Lénine, Matérialisme et empiriocriticisme, Chapitre V. Œuvres, tome 14, p. 261-262.
  • With all the misinformation conveyed about dialectics, it may be useful to start by saying what it is not. Dialectics is not a rock-ribbed triad of thesis-antithesis-synthesis that serves as an all-purpose explanation ; nor does it provide a formula that enables us to prove or predict anything ; not is it the motor force of history. The dialectic, as such, explains nothing, proves nothing, predicts nothing, and causes nothing to happen.

    Bertell Ollman, Dance of the Dialectic : Steps in Marx’s Method, University of Illinois Press, Urbana and Chicago, 2003, p. 12.
  • Face à toute la mésinformation qui circule sur la dialectique, il est peut-être utile de commencer en précisant ce qu’elle n’est pas. La dialectique n’est pas cette triade d’airain thèse-antithèse-synthèse censée tout expliquer ; elle ne fournit pas de formule apte à prouver ou prédire quoi que ce soit ; elle n’est pas non plus la force motrice de l’histoire. La dialectique, en tant que telle, n’explique rien, ne prouve rien, ne prédit rien et n’est la cause de rien.

    Bertell Ollman, La dialectique mise en œuvre : Le processus d’abstraction dans la méthode de Marx, Éditions Syllepse, Paris, 2005, p. 23.
  • Dialectical materialism is not, and never has been, a programmatic method for the solution of particular physical problems. Rather, dialectical analysis provides us with an overview and a set of warning signs against particular forms of dogmatism and narrowness of thought.

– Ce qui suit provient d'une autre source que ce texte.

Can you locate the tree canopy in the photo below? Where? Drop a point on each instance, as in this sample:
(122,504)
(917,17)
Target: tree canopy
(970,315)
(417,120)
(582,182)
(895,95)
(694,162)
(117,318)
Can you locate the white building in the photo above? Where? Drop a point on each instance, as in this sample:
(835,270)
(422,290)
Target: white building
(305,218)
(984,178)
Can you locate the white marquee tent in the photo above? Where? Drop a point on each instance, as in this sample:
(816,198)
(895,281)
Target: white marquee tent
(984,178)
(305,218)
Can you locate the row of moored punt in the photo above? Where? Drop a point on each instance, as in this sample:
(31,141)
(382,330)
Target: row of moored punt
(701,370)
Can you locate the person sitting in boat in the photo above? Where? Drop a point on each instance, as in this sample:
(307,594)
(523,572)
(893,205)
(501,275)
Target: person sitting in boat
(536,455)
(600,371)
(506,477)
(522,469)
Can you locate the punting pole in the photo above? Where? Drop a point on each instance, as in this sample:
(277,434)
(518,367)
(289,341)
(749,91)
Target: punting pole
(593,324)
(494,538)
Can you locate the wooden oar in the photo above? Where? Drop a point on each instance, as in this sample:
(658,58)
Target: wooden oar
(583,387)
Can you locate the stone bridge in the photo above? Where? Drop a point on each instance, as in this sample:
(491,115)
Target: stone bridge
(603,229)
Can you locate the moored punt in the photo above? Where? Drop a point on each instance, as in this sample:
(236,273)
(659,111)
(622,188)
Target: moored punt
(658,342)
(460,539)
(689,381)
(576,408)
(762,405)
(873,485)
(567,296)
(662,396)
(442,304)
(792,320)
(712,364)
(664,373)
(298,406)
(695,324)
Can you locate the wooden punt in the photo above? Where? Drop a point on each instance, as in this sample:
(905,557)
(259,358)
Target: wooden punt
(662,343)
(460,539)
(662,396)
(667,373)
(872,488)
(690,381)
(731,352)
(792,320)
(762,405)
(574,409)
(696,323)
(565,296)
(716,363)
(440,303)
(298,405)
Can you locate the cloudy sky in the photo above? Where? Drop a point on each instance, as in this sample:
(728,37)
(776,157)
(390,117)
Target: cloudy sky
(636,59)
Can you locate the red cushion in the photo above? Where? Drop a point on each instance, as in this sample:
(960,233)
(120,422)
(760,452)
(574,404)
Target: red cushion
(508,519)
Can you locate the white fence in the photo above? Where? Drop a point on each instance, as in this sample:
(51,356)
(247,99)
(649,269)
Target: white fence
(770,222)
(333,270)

    Richard C. Lewontin & Richard Levins, Chapitre 3. Science as a Social Product and the Social Product of Science, § 7. « The problem of lysenkoism », p. 191-192 in Hillary Rose & Steven Rose (eds.) The Radicalizaton of Science, 1976.
  • Le matérialisme dialectique n’est pas, et n’a jamais été, une méthode systématique pour la solution de problèmes physiques particuliers. L’analyse dialectique nous donne plutôt une vue d’ensemble et une série de signaux qui nous avertissent contre des formes particulières de dogmatisme et d’étroitesse de la pensée.

    Ma traduction.

Je ne sais pas quel est chez Hegel1, le statut de la dialectique (ou bien de la contradiction, ou bien de la négation de la négation). Je ne sais pas si c’est une « chose » existant réellement et qui gouverne le monde, qui en serait même, pour dire bref, le moteur. Ce serait une forme de réalisme idéaliste, de réification d’une idée2 en un sens platonicien. Cette conception ne serait pas fausse mais pire : dépourvue de sens. La dialectique ou la contradiction sont des concepts philosophiques qui n’ont aucune existence autre que comme concept, comme idée commune à un certain nombre de gens dans une certaine culture. Ni une telle « chose » idéelle ni les « lois » qui portent sur elle ne peuvent gouverner le monde. Le monde, tant physique que social, ne fonctionne pas au petit bonheur. Il y a des régularités et des nécessités internes (des « ressorts cachés »), qu’on peut appeler « lois de la nature » (ou de la société). C’est la mission des sciences d’essayer d’en rendre compte par des théories scientifiques, soumises au tribunal de la réalité du monde. Une « loi de la dialectique » est une « loi » tout au plus philosophique, qui ne peut gouverner qu’une certaine philosophie, qui ne peut se substituer ni aux lois de la nature ni aux lois scientifiques. Les liens entre science et philosophie sont multiples et importants, mais il s’agit de deux domaines qui se situent à des niveaux différents qu’on ne peut pas confondre impunément. On ne peut en aucun cas considérer un concept philosophique comme candidat recevable à être le moteur du monde.

Notes
1.
Je ne l’ai pas lu et je n’ai aucune intention de le lire :

primo, parce que c’est trop difficile pour moi ; j’ai en outre les pires difficultés à pénétrer les textes des gens dont la vision du monde et le mode de pensée me sont complètement étrangers ; en outre, je soupçonne que parfois (trop souvent ?) chez les philosophes, une succession de mots peut constituer une phrase syntaxiquement correcte, mais n’avoir strictement aucun sens, sauf incantatoire, poétique ;

secundo, parce qu’il n’y a que vingt-quatre heures dans une journée et que j’ai beaucoup trop de choses plus importantes que ça à lire, à écrire ou à faire.

2.
On pourrait retourner à Hegel l’accusation de métaphysique.